I am a little bit familiar with Boston only because I usually watch it. Like last year was really interesting, you could watch the televised part and you could see different parts of the course and where the runners were. I love Boston because I grew up near there, and I’m a huge Boston sports fan so that’s why I kind of saved it ’til last.
You’re running for the Joe Andruzzi Foundation. How did that come about?
I went on to the Boston Marathon website and started looking at the charities, and the Joe Andruizzi Foundation definitely resonated with me. I think just reading the stories about the patients on the website and hearing the struggles and how the foundation just really helped them by providing some financial assistance to them while they were fighting for their life. And I really thought that was important because when you’re trying to fight for your life, you shouldn’t be worried about feeding your family or keeping a roof over your head. I just really felt like the foundation was just doing a great mission for people and that’s why I wanted to run for them.
So this being your 54th marathon and your 50th state, what advice do you have for first-time runners?
Definitely put in the training. Building up your running miles slowly. Definitely go slowly, because if you build too fast you can get injured. I think training for your first marathon you don’t want to have an injury because that’s just so discouraging. Take your time, build up your miles slowly, just a continuous, rigid set plan. That’s what my friend and I did for our first one, and we trained six months and it was a lot of work.
How do you stay motivated and get over the mental and physical roadblocks?
A lot of times I think to myself that I’m very fortunate that I can even run a marathon, so if I start to feel like I just want to give up or I want to quit, I always think to myself, “There’s people out there who don’t have legs who can’t run, or you’re very fortunate to have what you have, and keep going, you can finish this.” That, oftentimes, gets me through. Sometimes if I’m listening to my iPod, you can find a good song and that helps me get through, too.
How do you stay in shape for all these marathons?
I swim. I just learned how to swim properly this year, so I’ve been going to a coach that’s teaching me the proper technique. I actually enjoy swimming more than I thought I would. So I enjoy doing that with my husband, and we also like to ride bikes together. It kind of keeps us doing things other than running.

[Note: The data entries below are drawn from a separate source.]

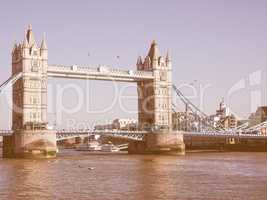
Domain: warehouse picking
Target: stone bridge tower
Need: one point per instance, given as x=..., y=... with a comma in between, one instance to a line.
x=30, y=92
x=29, y=118
x=155, y=97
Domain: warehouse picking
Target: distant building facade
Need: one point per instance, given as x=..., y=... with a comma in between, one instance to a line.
x=259, y=116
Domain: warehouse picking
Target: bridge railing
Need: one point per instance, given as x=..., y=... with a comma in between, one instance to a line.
x=100, y=70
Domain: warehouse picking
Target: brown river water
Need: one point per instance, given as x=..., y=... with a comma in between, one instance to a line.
x=79, y=175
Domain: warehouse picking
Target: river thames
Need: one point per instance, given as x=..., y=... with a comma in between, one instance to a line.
x=79, y=175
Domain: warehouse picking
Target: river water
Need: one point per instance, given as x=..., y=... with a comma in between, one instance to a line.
x=79, y=175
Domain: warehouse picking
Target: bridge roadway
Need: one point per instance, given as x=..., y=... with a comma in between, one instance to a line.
x=98, y=73
x=138, y=135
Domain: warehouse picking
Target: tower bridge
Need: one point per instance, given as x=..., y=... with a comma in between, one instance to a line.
x=30, y=73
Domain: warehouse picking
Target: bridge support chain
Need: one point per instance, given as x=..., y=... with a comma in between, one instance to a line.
x=30, y=144
x=160, y=142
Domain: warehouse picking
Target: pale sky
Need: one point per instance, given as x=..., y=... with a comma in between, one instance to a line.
x=216, y=43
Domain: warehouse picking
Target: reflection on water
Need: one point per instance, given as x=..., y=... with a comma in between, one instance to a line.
x=76, y=175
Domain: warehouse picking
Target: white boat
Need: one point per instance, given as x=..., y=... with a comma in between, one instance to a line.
x=91, y=146
x=109, y=148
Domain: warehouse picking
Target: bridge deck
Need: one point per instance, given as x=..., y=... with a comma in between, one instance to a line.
x=98, y=73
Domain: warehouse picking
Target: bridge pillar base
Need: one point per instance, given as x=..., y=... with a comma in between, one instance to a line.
x=163, y=142
x=30, y=144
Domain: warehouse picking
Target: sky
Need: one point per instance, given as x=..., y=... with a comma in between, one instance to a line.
x=217, y=47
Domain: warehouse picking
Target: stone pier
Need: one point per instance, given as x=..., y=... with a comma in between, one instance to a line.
x=161, y=142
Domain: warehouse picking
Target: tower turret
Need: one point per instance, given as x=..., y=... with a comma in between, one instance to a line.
x=43, y=48
x=154, y=54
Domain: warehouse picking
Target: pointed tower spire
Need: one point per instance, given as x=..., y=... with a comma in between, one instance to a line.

What are some of your favorite pre-race foods and drinks?
I definitely am a pasta person. I do carbo load the night before with pasta, it’s been my traditional… you know they say if you do something and it works, don’t change it? So I usually have a pasta dinner beforehand, and you know sometimes I will have a beer, it depends. There are carbs in beer, right?
What about post-race? How do you recover?
I definitely have a beer after a race, that’s for sure. You’ve got to have one of those, and a lot of water, that definitely helps. I’m not that hungry usually after a race, so I tend to kind of relax. My husband comes with me quite a bit to the races so we can sit together and talk about the race, and we usually go for a nice big dinner afterward. By the evening I’m definitely hungry.
What are you looking forward to most about Boston?
I think having my parents there. I’m really excited that they’re going. They are still in Westfield, and they are coming out and they actually bought tickets to stay in the Joe Andruzzi Foundation tent at the finish line, because I was really worried that they wouldn’t be able to get down by the finish line at all, because I’m assuming it’s going to be very crowded.